TALLAHASSEE -- Embarrassed by an elections meltdown, lawmakers headed to the Florida Capitol this year with a pledge to undo a law that helped lead to long lines, angry voters and jeers about “Flori-duh.”
But the elections clean-up bill that the House passed on the very first day of the legislative session has yet to pass the Legislature as the last day dawns.
Lawmakers overwhelmingly support the plan to reverse a 2011 election law by expanding the number of early voting sites and days. The bill also gives people a chance to correct an absentee ballot they forgot to sign and would make it easier to prosecute people caught with multiple absentee ballots.
But there’s a major hang-up between the House and Senate: a plan to punish election supervisors deemed ineffective and “noncompliant” with the state’s election code.
“We think it’s a little bit punitive,” House Speaker Will Weatherford said Thursday, indicating the proposal would be stripped from the bill.

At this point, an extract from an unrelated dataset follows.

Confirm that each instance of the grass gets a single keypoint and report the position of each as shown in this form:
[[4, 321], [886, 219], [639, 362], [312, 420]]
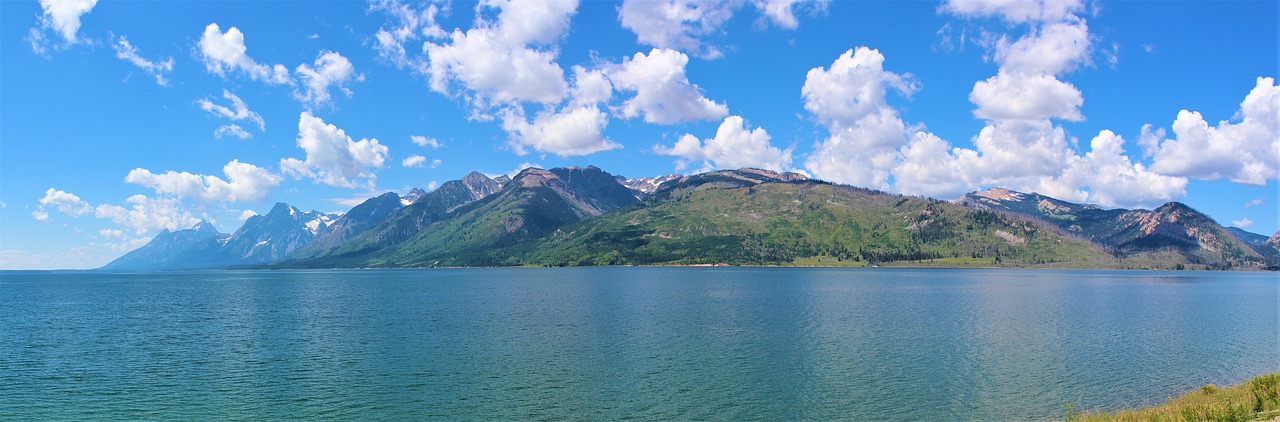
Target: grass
[[1257, 399]]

It all revolves around the county that was a poster child of electoral dysfunction: Miami-Dade.
The Senate wants the punishment language, partly to target supervisors like Miami-Dade’s Penelope Townsley, who defended the way her office handled the last election when some voters waited more than eight hours to cast ballots. A number of Miami-Dade voters cast ballots after President Obama was declared the 2012 winner.
“Suffice it to say no matter what the Legislature decides to do, I will continue to do my job to the best of my ability,” she said. “I really don’t take a position on whether anyone was targeted or not. I just am very confident that I will do my job,” she said. “I will comply as I have in the past with all of the requirements under statute.”

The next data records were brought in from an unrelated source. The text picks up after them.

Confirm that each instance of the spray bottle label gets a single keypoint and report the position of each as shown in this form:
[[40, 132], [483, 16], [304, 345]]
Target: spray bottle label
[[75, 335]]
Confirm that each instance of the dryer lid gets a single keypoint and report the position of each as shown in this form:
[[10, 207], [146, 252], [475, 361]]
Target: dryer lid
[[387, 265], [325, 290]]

In the lead up to last year’s general election, Townsley and her staff drew up a plan to draw new Miami-Dade precincts to even out the number of voters at each polling site. But Mayor Carlos Gimenez’s administration decided to delay the changes at the request of some county commissioners, who feared voters would be confused as to where to cast their ballots.

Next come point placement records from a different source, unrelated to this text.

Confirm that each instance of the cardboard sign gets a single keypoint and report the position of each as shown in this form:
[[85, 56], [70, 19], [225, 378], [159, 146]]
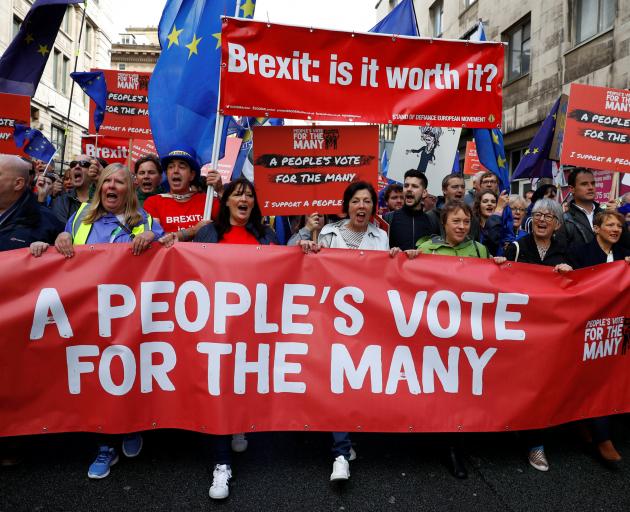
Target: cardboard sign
[[426, 148], [221, 338], [342, 76], [597, 133], [127, 113], [305, 169], [13, 109]]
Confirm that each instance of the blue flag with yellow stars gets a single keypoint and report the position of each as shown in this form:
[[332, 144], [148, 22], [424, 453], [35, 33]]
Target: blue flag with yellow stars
[[94, 85], [489, 142], [535, 162], [184, 87], [33, 142], [23, 62]]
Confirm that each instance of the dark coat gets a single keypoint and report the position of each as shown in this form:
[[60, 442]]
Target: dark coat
[[28, 222], [591, 254], [208, 235], [528, 252]]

County and elections advocates blame the Legislature for long lines and election troubles because of the 2011 law that cut back on early voting and made it easier to print the full texts of multiple proposed constitutional amendments placed on the ballot by the Legislature.
Coupled with inadequately equipped or sited precincts, early voting and Election Day lines stretched for hours in counties like Miami-Dade and Orange.
Amid the criticism of the state law, known as HB 1355, cosponsor Miami Republican Sen. Miguel Diaz de la Portilla said local election supervisors should be held accountable as well.
Diaz de la Portilla sponsored the plan last month to withhold some pay for election supervisors who don’t properly manage elections. The secretary of state can recommend the governor remove election supervisors who are deemed noncompliant for more than three years in a row.
Weatherford indicated the House would try to compromise with the Senate by making the new noncompliance language apply only to un-elected supervisors. There’s only one in the state: Miami-Dade’s.
Since all other supervisors are elected, lawmakers say, the elections’ chiefs can be called to account by voters for mismanaging elections or failing to competently run an election. So, they say, there’s little reason to give the state more power.